Данзас, которому камердинер тотчас же сообщил об этом, обнаружил их уже спрятанными под одеялом.
— Не нужно, Сверчок.
Пушкин, стиснув зубы, тяжело и сипло дышал. Данзасу показалось, что он его не узнаёт.
Пистолеты были кухенройтерские, с серебряными скобами и серебряной насечкой на стволах. Таких пистолетов у Дантеса не было, поэтому пистолеты для дуэли заказывались в оружейном магазине Куракина. Данзас вздохнул и положил пистолеты на место.

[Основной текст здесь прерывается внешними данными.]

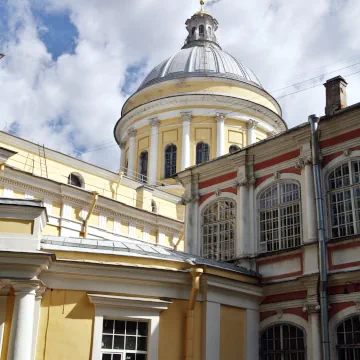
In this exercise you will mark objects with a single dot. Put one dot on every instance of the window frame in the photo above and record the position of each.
(128, 309)
(277, 208)
(204, 151)
(350, 187)
(203, 210)
(176, 158)
(281, 324)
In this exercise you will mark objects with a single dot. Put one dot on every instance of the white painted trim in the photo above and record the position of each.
(3, 303)
(334, 322)
(120, 307)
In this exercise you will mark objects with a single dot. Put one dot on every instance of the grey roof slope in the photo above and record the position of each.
(200, 61)
(138, 248)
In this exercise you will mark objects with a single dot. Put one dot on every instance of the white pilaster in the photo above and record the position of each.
(154, 146)
(252, 125)
(38, 298)
(185, 155)
(252, 334)
(311, 215)
(122, 147)
(22, 325)
(211, 325)
(132, 152)
(220, 137)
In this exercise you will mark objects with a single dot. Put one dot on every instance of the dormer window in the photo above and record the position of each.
(202, 30)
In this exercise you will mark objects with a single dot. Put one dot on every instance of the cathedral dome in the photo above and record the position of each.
(204, 59)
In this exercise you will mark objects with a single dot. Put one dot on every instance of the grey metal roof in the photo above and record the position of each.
(208, 60)
(137, 248)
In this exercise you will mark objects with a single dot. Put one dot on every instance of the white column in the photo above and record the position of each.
(132, 153)
(252, 125)
(211, 330)
(38, 298)
(122, 147)
(220, 136)
(22, 325)
(185, 155)
(252, 334)
(311, 215)
(154, 146)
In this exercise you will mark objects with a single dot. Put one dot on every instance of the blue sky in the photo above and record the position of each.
(70, 65)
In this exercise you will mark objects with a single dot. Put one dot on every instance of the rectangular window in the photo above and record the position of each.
(124, 340)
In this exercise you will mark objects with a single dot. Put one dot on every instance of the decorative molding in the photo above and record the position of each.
(154, 122)
(186, 116)
(132, 132)
(252, 124)
(220, 117)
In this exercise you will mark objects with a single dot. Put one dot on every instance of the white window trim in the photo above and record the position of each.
(127, 308)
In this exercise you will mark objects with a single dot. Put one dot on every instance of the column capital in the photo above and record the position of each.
(132, 132)
(252, 124)
(26, 286)
(154, 122)
(186, 116)
(220, 117)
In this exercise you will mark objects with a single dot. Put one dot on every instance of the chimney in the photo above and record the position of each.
(335, 95)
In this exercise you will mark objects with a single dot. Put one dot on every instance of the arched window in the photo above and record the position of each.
(280, 217)
(218, 230)
(153, 207)
(170, 161)
(348, 339)
(282, 342)
(233, 148)
(344, 194)
(202, 30)
(143, 165)
(202, 152)
(76, 179)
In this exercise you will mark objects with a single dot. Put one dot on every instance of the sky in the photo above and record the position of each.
(70, 65)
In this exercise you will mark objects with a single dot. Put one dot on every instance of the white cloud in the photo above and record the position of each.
(77, 99)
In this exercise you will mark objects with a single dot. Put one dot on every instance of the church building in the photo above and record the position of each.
(205, 244)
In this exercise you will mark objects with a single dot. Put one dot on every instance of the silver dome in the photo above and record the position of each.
(200, 61)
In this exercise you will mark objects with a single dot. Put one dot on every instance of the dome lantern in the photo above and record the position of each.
(201, 28)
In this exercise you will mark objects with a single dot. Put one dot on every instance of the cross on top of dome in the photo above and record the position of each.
(201, 28)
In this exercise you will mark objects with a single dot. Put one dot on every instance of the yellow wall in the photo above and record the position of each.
(190, 86)
(7, 327)
(65, 326)
(232, 333)
(172, 331)
(16, 226)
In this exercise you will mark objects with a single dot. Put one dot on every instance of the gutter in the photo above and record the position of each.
(190, 317)
(319, 199)
(86, 223)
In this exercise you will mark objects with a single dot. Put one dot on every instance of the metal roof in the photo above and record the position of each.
(199, 61)
(135, 248)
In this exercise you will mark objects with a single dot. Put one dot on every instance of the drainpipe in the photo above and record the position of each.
(86, 223)
(314, 122)
(189, 348)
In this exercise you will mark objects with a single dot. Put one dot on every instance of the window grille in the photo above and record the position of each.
(170, 161)
(344, 195)
(143, 166)
(233, 148)
(219, 230)
(283, 342)
(124, 340)
(202, 153)
(348, 339)
(280, 217)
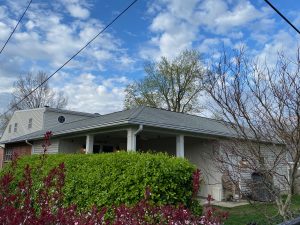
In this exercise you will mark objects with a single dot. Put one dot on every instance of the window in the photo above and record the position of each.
(16, 127)
(8, 155)
(30, 123)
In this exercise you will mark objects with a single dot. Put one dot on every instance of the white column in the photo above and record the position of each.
(131, 140)
(180, 146)
(89, 143)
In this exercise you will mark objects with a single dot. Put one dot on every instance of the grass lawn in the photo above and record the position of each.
(261, 213)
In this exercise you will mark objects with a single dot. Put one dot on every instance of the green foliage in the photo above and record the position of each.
(115, 178)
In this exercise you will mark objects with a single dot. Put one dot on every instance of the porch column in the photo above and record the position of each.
(131, 140)
(89, 144)
(180, 146)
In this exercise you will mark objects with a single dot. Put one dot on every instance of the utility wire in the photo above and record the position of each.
(80, 50)
(283, 17)
(15, 27)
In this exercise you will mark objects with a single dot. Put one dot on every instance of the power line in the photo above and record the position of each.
(16, 26)
(80, 50)
(283, 17)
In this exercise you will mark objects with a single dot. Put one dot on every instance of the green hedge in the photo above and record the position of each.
(115, 178)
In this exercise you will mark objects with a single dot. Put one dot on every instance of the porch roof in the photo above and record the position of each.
(141, 115)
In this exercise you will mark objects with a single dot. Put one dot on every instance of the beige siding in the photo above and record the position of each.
(70, 146)
(22, 119)
(53, 148)
(160, 144)
(271, 154)
(51, 118)
(199, 152)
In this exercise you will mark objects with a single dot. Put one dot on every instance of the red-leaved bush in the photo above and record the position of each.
(26, 205)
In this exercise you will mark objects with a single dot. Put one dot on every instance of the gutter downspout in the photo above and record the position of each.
(141, 127)
(32, 147)
(139, 130)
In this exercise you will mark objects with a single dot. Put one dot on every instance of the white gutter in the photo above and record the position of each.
(141, 127)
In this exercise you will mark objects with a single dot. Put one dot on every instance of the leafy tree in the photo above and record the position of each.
(43, 96)
(261, 102)
(174, 85)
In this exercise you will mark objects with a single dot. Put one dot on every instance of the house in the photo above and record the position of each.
(139, 129)
(1, 155)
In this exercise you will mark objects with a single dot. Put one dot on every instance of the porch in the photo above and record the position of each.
(197, 149)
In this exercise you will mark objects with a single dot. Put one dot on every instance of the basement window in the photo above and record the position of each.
(8, 155)
(30, 123)
(16, 127)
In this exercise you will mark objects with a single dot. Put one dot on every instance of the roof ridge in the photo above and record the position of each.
(137, 112)
(187, 114)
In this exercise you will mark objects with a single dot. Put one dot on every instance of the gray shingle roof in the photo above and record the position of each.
(141, 115)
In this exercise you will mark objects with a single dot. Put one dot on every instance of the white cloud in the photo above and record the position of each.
(88, 93)
(179, 25)
(76, 8)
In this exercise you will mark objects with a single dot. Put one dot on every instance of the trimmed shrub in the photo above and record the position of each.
(116, 178)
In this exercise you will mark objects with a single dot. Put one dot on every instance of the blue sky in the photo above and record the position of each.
(52, 31)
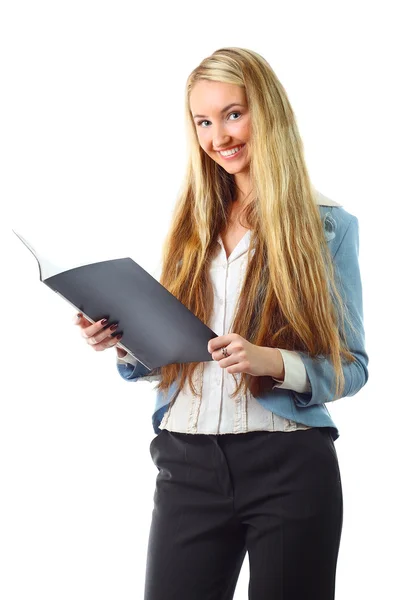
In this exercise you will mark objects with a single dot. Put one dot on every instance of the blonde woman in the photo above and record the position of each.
(244, 446)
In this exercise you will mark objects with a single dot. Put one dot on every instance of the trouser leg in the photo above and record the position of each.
(288, 496)
(196, 545)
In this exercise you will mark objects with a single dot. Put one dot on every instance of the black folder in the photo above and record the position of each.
(157, 328)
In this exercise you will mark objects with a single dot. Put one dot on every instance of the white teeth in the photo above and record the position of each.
(232, 151)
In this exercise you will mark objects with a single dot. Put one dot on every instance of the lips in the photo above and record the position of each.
(231, 156)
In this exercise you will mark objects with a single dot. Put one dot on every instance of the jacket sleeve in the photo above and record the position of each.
(320, 369)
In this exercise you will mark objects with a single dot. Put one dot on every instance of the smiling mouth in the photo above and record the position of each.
(237, 150)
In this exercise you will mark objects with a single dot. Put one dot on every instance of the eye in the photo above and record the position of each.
(199, 123)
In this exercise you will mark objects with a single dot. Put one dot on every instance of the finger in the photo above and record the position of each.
(81, 321)
(108, 342)
(98, 337)
(93, 328)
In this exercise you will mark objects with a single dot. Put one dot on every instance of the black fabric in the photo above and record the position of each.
(277, 495)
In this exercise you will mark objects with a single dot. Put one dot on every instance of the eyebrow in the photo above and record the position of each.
(222, 111)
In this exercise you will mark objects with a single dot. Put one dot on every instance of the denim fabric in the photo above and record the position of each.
(342, 236)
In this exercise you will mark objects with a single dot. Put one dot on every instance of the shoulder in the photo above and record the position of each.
(336, 220)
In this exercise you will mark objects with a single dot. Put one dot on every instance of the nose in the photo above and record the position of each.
(220, 137)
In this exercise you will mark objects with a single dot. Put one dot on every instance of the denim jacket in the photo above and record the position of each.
(342, 236)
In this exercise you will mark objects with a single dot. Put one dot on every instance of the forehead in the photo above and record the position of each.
(209, 96)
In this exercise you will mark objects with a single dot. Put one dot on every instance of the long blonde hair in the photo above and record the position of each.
(291, 299)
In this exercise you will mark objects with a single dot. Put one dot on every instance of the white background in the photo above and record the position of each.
(92, 157)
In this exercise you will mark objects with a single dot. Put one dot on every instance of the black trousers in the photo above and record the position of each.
(277, 495)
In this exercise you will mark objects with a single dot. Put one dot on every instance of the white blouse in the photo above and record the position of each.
(214, 412)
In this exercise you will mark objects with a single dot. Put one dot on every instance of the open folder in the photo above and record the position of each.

Утром Пушкину стало немного легче. В своем письме к отцу поэта, написанном им после смерти Пушкина, Василий Андреевич Жуковский вспоминал: «Одним словом, он сделался гораздо спокойнее… Даль, имевший сначала более надежды, нежели другие, начал его ободрять… „Я ухватился, — говорит Даль, — как утопленник за соломинку, робким голосом провозгласил надежду и обманул было и себя и других“. Пушкин… взял его за руку и спросил: „Никого тут нет?“ — „Никого“. — „Даль, скажи мне правду, скоро ли я умру?“ — „Мы за тебя надеемся, Пушкин, право надеемся“. — „Ну, спасибо!“ — отвечал он. Но, по-видимому, только однажды и обольстился он надеждою, ни прежде, ни после этой минуты он ей не верил. …Он мучился менее от боли, нежели от чрезмерной тоски: „Ах! какая тоска! — иногда восклицал он, закидывая руки на голову. — Сердце изнывает!“
…Однажды он спросил у Даля: „Кто у жены моей?“ Даль отвечал: „Много добрых людей принимают в тебе участие; зало и передняя полны с утра и до ночи“. — „Ну, спасибо, — отвечал он, — однако же поди скажи жене, что всё, слава богу, легко; а то ей там, пожалуй, наговорят“».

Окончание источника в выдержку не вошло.